Marking the first collaboration between South Africa’s Handspring Puppet Company and director Tom Morris since War Horse, the show is moving from an initial run at Bristol Old Vic in March last year to the Barbican in February.
And where better to pick up the puppet strings again than a play whose comedy hinges on manipulations, meddling and misunderstandings? The line between reality and the fantastical is constantly blurred.
“It’s about transformation and creation – different worlds and realities collide in the woods,” Morris tells the Hackney Citizen. “Puppetry works in the minds of the audience, it’s their imagination that gives the puppet life and this is perfect for a play where the substance and nature of things alter.

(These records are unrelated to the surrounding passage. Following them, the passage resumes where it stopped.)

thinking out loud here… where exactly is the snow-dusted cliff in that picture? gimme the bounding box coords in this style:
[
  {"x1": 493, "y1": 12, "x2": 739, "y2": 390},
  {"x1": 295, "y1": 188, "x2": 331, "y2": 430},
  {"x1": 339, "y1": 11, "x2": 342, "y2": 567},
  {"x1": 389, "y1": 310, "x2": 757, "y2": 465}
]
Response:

“A set of tools can leap together to become a character, a fairy can emerge from a plank. It’s a play where anything can come to life and the wood itself is sentient.”
He says the phenomenal success of their previous collaboration doesn’t mean they took anything for granted when they started working on the new production, which pulls in old as well as new faces.
“Any team working on any show begins from scratch,” says Morris. “We’ve all been aware from the start that we needed not to rest on any laurels or assume anything for the play or the audience. War Horse’s success is fantastic and an incredible thing to have happened – we just need to start from the bottom up.”
So what can we expect? Well, there’s a shape-shifting Puck made out of workman’s tools, an eight-foot Titania gliding over naughty fairies and a towering Oberon manipulating his fairy queen and meddling with the young lovers’ lives.
One of Shakespeare’s most popular plays, A Midsummer Night’s Dream is one that has been reimagined a thousand times over hundreds of years. But then, says Morris, that’s only natural.
“It’s always worth remembering that Shakespeare himself was re-interpreting stories in many of his plays,” says Morris. “To that end, to re-envisage one of his plays is simply to carry on in a tradition. A Midsummer Night’s Dream is such a flexible, wonderful piece of writing that working on it is only ever really about finding out some of its possibilities.
“One of its remarkable qualities is that on any given evening there will be many productions of the play across the world and none of them will be the same. It’s impossible to tire of watching a story that can forever reinvent itself.”
Speaking of worlds, this is the last part of the show’s UK leg before it sails off to Asia and then on to the US. Catch it while you can.
A Midsummer Night’s Dream is at the Barbican Centre, Silk Street, EC2Y 8DS until 15 February.